As academics and aspiring academics, especially in history, we are always seeking to substantiate feeling with fact. As graduate students we take pride in communicating our passions through well formulated, aptly fortified arguments. Our research interests and goals must be constantly re-articulated and ever in sight.
In the greater world of thought, conversation, intervention, and understanding there certainly is room for those who are slow to boil, but when it comes to the competitive arena of the academy it is important to know what you’re trying to say, how you feel, and what has been said already. However, I submit that there is nothing wrong with evaluating and re-evaluating your goals.
What you believe to be your most passionately pursued and burning desire today, may not always sustain you. I often feel a pressure to pick one of my research interests, parcel it very neatly in academic-enough sounding language, and offer it humbly to anyone who asks, “So what are your research goals?” or “Now tell me, what is your primary focus?” Perhaps for some people this is easy, but for me it never is and I always feel fraudulent offering just one of many disparate interests that are darting around in my head as representative of the whole.

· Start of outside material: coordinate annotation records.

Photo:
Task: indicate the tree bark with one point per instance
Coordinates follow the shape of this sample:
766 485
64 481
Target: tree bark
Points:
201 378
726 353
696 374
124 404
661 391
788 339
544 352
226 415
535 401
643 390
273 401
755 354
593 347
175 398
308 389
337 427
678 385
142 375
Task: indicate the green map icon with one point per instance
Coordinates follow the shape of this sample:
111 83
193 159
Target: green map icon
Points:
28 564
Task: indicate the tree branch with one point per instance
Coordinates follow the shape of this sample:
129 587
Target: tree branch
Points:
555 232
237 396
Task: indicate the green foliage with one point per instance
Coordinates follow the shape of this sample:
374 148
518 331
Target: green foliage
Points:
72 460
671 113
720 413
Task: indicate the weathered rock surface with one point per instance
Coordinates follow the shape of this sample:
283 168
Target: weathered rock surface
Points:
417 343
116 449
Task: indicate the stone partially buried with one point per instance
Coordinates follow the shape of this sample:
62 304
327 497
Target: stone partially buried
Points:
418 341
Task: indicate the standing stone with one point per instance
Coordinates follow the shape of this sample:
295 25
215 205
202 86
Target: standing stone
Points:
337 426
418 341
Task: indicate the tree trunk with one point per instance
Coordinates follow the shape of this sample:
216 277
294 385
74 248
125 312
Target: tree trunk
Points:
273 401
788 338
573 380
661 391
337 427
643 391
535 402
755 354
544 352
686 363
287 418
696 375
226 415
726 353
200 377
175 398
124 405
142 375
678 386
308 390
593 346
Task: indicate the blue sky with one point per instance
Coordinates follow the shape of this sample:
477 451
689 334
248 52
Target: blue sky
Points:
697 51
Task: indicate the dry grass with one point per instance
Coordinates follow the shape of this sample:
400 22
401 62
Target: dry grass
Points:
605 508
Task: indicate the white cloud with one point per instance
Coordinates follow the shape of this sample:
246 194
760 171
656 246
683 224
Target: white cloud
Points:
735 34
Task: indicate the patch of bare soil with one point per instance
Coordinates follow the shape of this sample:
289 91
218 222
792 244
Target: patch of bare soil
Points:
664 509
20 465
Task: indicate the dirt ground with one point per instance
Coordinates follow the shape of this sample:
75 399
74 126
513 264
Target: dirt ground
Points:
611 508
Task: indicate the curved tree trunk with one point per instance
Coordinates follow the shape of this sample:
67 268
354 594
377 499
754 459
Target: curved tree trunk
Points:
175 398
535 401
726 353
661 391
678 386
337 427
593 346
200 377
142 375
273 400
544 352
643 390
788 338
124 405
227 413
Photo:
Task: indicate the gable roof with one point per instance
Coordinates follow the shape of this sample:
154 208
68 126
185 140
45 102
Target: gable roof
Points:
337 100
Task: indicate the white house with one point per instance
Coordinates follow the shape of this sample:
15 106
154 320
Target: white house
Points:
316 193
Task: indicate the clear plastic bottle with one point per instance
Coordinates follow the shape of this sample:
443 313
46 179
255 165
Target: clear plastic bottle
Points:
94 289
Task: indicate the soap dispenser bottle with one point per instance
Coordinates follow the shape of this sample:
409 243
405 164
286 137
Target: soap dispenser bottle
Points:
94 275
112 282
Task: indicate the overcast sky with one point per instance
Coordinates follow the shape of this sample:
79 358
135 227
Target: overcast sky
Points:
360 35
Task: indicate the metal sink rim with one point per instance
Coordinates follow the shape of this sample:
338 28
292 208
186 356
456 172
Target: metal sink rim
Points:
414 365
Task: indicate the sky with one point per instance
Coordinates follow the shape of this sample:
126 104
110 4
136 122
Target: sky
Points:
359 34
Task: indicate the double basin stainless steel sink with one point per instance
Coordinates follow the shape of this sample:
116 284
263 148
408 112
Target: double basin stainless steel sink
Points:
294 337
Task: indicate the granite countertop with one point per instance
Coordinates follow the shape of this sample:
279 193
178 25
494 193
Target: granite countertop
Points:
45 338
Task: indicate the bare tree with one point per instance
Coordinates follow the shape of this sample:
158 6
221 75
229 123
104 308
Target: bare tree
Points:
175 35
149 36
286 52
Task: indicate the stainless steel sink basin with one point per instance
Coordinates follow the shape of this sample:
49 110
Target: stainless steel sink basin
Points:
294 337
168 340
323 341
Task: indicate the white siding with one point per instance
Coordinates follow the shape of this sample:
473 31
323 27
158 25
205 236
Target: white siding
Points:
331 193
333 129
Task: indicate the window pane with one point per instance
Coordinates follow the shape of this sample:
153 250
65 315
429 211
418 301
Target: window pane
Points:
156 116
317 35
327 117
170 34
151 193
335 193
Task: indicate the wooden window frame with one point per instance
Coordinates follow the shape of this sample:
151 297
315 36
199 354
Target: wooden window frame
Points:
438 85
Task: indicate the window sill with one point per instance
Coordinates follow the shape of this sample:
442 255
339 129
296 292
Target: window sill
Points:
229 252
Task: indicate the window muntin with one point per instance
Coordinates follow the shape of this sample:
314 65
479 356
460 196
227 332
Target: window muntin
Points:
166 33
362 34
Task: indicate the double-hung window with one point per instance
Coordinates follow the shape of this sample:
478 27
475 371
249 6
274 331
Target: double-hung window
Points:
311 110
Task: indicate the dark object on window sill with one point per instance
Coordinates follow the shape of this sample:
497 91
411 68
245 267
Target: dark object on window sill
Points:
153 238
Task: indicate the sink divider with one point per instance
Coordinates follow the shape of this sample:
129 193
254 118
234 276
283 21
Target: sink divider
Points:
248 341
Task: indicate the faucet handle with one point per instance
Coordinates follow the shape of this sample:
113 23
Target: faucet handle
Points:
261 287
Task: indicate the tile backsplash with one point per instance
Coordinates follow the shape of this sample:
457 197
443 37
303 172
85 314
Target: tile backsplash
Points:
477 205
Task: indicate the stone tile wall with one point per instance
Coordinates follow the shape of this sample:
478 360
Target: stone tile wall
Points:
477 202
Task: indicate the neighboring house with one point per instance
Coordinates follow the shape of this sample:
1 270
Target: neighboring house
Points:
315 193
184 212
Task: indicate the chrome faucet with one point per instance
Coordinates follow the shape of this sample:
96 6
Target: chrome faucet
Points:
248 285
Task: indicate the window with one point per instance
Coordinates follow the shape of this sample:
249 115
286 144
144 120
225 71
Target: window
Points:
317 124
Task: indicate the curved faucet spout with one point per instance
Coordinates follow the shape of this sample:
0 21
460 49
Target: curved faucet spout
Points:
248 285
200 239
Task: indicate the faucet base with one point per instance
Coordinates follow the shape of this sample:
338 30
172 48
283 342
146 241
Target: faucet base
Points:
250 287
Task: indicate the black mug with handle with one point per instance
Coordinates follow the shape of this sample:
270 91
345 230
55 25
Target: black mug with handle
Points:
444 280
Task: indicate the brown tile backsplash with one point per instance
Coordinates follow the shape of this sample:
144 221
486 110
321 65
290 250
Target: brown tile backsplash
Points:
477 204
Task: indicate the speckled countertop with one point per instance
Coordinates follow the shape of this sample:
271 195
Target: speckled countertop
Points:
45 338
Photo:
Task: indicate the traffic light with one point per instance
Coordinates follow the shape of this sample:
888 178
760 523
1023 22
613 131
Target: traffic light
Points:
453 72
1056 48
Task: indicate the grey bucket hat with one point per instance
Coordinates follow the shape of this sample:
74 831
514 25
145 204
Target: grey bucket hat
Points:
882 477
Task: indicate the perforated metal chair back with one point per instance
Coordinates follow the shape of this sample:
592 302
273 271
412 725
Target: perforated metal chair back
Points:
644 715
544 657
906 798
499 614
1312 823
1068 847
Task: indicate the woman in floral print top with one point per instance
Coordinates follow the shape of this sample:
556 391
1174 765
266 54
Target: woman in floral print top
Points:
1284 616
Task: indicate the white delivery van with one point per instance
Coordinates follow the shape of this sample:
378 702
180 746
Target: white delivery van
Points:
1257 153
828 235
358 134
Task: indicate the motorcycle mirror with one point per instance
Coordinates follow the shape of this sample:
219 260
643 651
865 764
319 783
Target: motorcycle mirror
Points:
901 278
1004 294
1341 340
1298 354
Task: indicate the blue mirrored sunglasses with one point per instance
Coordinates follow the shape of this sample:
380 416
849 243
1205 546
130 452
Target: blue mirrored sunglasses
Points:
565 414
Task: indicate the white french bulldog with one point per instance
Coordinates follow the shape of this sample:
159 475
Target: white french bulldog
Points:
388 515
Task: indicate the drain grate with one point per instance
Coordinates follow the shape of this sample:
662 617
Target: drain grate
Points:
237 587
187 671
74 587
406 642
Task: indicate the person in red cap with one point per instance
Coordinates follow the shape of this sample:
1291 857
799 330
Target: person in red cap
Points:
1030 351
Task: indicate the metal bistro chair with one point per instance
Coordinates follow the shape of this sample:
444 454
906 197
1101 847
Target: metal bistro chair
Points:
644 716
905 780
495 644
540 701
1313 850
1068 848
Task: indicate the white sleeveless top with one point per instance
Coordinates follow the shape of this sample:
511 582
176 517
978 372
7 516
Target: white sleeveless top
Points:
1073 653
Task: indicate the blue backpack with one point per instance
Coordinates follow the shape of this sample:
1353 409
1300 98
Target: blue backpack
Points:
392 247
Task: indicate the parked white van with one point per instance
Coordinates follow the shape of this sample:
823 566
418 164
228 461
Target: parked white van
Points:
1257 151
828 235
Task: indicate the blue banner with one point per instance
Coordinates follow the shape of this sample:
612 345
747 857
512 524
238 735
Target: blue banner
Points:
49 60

When it came time to apply to graduate school I chose one thing, like I had practiced doing for years, and offered it in place of a more complete picture of who I was as a student. How do I fully explain that I am a lover of books and of stories, but also of language and syntax, history, the visual, and the auditory? I didn’t know how to say that the sensation of history was as engaging to me as the facts. I felt that to be a good academic, I needed to be rigidly, doggedly, consumed by one topic; I felt that I needed to commit absolutely. In talking to other people engaged in this work I realized that more people were like me than were not. I realized that more people took a long, non-linear path to a sustaining research interest than had not. And as I talk to and observe professors I have come to understand that they are still changing, evolving, re-evaluating, burning to ashes, and completely reconstituting their goals, interests, and methods.
In the preface to Leaves of Grass, Walt Whitman addresses this quandary much more succinctly than I. He says, “Do I contradict myself? Very well, then I contradict myself. I am large, I contain multitudes.” If we endeavor to be aware, but also open—if we pursue academia with rigor but not rigidity, then we will doubtless contradict ourselves in time. That is, however, an important part of the journey—finding that you are large and that you contain multitudes.